The video, in which software engineer John Tyner refuses an X-ray scan at the San Diego, California, airport, has sparked a debate over screening procedures.
Tyner told CNN on Sunday that he was surprised to see so many people take an interest in his refusal and the dispute with airport screeners that followed it. But he said he hoped the video will focus attention on what he calls a government invasion of privacy.
“Obviously, everybody has their own perspective about their personal screening,” TSA administrator John Pistole told CNN. “The question is, how do we best address those issues … while providing the best possible security?”
Tyner, 31, said his hunting trip to South Dakota was cut short before it even started Saturday morning — when TSA agents asked him to go through an X-ray machine.
“I don’t think that the government has any business seeing me [unclothed] as a condition of traveling about the country,” Tyner said.
Pistole said the agency is “trying to be sensitive to individuals issues and concerns,” but added, “the bottom line is, everybody who gets on that flight has been properly screened.”

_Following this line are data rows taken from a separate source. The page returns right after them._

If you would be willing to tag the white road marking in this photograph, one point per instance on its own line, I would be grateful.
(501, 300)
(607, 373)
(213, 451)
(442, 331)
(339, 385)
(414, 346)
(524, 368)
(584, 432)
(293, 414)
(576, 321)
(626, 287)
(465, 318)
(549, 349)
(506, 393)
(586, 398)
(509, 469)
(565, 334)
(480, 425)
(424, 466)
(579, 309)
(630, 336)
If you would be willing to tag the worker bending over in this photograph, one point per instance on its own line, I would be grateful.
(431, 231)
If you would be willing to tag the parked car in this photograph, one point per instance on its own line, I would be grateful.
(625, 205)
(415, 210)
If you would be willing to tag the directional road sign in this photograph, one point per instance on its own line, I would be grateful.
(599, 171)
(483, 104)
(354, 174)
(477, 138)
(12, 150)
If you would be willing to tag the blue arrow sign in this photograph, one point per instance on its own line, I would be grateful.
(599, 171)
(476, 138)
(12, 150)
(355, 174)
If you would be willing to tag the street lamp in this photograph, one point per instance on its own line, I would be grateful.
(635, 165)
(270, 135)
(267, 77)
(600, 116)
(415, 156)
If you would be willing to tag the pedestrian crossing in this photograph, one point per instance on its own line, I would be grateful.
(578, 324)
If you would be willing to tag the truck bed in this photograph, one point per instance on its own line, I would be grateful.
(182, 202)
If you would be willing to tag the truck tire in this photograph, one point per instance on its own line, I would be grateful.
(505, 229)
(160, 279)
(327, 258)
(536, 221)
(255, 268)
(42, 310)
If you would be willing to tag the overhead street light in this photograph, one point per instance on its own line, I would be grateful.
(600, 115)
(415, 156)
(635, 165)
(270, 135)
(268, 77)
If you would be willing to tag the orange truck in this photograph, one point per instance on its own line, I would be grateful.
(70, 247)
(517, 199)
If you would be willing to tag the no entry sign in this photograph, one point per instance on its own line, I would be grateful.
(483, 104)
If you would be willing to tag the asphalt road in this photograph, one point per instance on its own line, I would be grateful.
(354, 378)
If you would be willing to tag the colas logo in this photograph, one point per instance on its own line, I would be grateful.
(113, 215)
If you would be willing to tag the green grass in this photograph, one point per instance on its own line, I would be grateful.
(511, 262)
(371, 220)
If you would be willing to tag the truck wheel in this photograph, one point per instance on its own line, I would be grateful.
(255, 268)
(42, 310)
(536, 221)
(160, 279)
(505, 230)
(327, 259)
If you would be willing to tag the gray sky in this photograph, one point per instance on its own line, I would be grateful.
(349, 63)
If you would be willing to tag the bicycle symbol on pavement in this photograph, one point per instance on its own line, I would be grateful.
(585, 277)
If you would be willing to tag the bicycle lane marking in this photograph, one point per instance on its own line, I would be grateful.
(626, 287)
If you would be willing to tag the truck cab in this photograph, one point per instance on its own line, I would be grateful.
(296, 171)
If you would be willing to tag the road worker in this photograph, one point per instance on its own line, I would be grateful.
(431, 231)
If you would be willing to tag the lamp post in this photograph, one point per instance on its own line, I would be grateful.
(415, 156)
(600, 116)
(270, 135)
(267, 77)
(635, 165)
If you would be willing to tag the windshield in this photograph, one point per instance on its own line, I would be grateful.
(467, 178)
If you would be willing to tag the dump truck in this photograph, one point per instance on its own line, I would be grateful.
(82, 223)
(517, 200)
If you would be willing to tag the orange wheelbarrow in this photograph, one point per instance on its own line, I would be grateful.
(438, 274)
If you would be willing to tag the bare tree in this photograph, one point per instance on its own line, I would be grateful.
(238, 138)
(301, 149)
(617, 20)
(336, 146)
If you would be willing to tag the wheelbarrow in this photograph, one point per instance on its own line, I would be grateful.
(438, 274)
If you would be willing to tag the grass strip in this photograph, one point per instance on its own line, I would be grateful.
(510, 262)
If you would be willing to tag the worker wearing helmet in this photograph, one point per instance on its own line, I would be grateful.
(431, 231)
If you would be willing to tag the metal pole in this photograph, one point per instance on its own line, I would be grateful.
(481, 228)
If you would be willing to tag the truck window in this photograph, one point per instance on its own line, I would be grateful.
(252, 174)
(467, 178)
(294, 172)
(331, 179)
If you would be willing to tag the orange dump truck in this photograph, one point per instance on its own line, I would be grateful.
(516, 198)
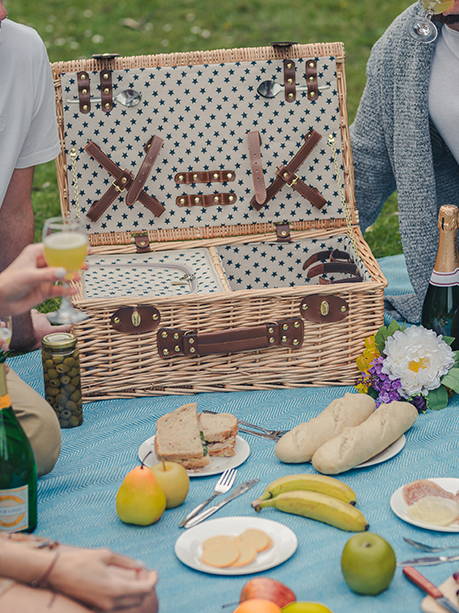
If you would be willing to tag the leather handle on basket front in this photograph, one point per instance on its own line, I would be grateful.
(173, 342)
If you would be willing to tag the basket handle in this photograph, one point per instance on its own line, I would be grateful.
(174, 342)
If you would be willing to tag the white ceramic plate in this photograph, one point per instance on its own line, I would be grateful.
(216, 465)
(399, 506)
(188, 545)
(386, 454)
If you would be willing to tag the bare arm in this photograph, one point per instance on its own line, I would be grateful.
(16, 231)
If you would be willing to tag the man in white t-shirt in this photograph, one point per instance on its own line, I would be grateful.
(28, 136)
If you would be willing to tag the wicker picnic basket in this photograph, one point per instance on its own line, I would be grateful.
(226, 253)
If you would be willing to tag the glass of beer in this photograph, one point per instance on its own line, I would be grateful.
(66, 245)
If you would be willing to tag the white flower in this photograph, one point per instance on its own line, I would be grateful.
(419, 358)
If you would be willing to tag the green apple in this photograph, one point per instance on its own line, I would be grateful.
(140, 499)
(173, 480)
(368, 563)
(305, 607)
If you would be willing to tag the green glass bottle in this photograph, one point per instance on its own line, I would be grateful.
(441, 304)
(18, 471)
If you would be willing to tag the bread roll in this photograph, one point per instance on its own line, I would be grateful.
(356, 445)
(300, 444)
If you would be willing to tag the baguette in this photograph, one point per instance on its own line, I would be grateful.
(300, 444)
(360, 443)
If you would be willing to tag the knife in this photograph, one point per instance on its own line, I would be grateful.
(244, 487)
(428, 560)
(429, 588)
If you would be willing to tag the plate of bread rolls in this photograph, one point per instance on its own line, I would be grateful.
(349, 433)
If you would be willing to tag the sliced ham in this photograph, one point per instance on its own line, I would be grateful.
(412, 492)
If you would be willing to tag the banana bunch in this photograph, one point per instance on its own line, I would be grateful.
(317, 497)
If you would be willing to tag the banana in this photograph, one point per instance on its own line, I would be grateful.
(314, 483)
(318, 506)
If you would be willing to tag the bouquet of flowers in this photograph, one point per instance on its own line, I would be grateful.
(409, 363)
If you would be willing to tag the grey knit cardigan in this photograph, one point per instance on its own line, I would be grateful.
(395, 147)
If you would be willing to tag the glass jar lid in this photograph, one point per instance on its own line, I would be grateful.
(59, 340)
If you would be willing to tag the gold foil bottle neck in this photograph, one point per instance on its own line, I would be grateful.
(447, 217)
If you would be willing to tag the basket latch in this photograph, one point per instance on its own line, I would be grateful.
(320, 309)
(136, 320)
(174, 342)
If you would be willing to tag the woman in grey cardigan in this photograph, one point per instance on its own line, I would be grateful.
(397, 145)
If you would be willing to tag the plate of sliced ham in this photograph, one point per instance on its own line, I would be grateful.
(431, 503)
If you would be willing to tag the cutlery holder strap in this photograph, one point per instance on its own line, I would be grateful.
(310, 141)
(123, 180)
(173, 342)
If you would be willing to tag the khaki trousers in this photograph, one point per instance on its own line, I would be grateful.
(38, 419)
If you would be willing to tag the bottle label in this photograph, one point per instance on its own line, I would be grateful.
(14, 509)
(445, 279)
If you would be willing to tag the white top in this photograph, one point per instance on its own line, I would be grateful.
(28, 129)
(444, 89)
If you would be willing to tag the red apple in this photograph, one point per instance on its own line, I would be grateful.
(268, 589)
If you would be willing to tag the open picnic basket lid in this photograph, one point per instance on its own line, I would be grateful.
(195, 113)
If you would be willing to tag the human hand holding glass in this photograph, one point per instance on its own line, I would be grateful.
(65, 245)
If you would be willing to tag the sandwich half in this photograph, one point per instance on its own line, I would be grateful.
(178, 438)
(219, 432)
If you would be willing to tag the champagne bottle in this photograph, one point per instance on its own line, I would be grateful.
(441, 304)
(18, 471)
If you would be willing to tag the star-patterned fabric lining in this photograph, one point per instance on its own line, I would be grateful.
(203, 113)
(273, 265)
(152, 274)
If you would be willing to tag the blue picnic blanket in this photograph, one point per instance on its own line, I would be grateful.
(77, 500)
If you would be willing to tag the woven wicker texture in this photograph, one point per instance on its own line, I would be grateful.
(76, 501)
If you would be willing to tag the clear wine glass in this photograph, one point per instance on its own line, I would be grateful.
(66, 245)
(422, 28)
(6, 331)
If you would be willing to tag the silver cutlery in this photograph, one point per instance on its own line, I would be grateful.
(428, 548)
(428, 561)
(241, 489)
(270, 89)
(223, 485)
(127, 97)
(266, 433)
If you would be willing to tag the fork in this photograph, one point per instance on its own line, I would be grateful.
(272, 434)
(429, 548)
(224, 484)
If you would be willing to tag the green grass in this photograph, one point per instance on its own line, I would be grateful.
(79, 28)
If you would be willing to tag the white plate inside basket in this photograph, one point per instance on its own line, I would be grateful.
(399, 506)
(216, 465)
(188, 545)
(386, 454)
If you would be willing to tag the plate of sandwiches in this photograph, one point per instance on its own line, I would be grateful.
(204, 443)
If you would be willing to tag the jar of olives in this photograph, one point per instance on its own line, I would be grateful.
(61, 371)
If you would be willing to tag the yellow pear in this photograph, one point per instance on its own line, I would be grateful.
(140, 499)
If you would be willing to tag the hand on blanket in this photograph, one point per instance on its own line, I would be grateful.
(103, 579)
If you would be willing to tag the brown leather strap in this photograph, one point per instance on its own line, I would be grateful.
(189, 200)
(106, 90)
(310, 193)
(84, 92)
(173, 342)
(322, 256)
(258, 178)
(206, 176)
(326, 267)
(144, 170)
(310, 141)
(289, 81)
(123, 180)
(311, 79)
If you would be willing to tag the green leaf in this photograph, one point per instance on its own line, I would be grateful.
(437, 399)
(451, 379)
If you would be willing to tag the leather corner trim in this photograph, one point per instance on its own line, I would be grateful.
(321, 309)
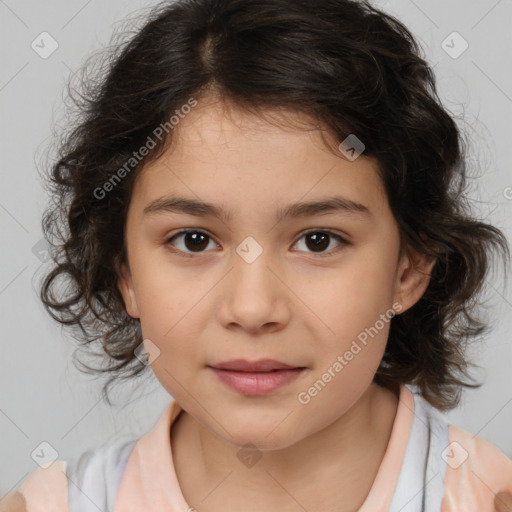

The cell phone video Tyner recorded of his arguments with security screeners over the scan and pat-down they proposed had garnered more than 80,000 hits on YouTube by early this morning.
Tyner said that after he declined the body scan, a TSA agent told him he could have a pat-down instead. Once the procedure was described, Tyner said he responded, “If you touch my…I’ll have you arrested.”
The dispute that followed, Tyner said, included police escorting him from the screening area and a supervisor saying he could face a civil lawsuit for leaving the airport before security had finished screening him.
“The whole thing just seemed ridiculous. … I don’t intend to fly until these machines go away,” he said.
“Advanced imaging technology screening is optional for all passengers,” TSA said in a statement released today. “Passengers who opt out of [advanced imaging] screening will receive alternative screening, including a physical pat-down.”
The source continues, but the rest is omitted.